Martuwarra Youth Council

Elders cry it can’t be business as usual ‘Sorry business’ can’t become the normal Too many generations of lost lives

Kimberley holds highest suicide rates in the world We Dream to hold them up and give them hope Martuwarra Youth Council

Re-Generational Hubs are their life portal Why is it so hard to get a hand up?

Culture camps Mum Annie’s calling up

Go to Geegully, just a bough shed is all she wants Aunty Annie does not get the call

But millions of dollars goes to the richest people of all Public monies to fund the richest rich

A ‘Feasibility study for an agriculture’ they call it Re-Generation Hubs – the Elders are dreaming this Young people are standing, sharing, and dreaming

Why is it so hard to hear what our young people want?

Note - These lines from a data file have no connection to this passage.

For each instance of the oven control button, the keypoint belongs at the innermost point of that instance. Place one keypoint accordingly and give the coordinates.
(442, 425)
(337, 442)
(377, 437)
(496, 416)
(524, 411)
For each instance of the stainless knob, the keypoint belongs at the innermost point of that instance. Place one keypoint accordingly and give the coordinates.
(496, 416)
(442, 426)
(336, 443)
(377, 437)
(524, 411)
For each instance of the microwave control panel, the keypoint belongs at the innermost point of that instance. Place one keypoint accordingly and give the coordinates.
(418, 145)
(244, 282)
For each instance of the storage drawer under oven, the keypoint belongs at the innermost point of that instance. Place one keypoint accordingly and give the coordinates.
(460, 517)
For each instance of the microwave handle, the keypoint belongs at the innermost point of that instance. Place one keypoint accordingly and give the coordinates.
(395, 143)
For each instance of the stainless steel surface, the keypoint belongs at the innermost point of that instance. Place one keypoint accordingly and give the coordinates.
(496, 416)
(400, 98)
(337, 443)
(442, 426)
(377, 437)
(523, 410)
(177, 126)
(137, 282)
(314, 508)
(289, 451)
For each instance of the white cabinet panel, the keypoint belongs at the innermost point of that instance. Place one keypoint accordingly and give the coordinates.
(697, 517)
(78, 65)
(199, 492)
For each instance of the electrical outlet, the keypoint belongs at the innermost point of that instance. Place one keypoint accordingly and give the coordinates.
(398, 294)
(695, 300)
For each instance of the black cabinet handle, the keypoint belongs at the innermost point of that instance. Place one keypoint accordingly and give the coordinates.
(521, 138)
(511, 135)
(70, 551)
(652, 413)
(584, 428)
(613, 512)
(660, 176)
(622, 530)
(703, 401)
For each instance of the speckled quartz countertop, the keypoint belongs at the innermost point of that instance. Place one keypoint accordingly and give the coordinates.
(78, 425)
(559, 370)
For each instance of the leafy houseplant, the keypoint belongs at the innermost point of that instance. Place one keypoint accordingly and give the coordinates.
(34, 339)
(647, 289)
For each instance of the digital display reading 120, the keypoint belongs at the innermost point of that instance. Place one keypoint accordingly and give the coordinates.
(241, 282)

We want to shift them from poverty, to work hard, to be free Free to Dream and reach their full potential

We want them to experience being human We want them to live in a Nation

Where Black lives matter Where the Nation cares

Come on be brave and stand with us Don’t stand against us

We can help you to hear, feel and see your Country

Your home, you are now part of a new story

Let’s make a stand, let’s plan, let’s send the Dream out Invest in Martuwarra Youth Council.

Chinna and Poelina, in press

Poems such as this contain multiple stories to demonstrate risks, hopes and dreaming – all vital ingredients for building and sharing a spirit of goodwill from Indigenous Australians. Despite the violence and trauma, our intention is to reconcile with fellow Australians and with our Nation (Reconciliation Australia, 2016). It can’t be business as usual; the planet and humanity cannot sustain it. The time is now to create peace with Indigenous people and with nature (Redvers et al, 2020).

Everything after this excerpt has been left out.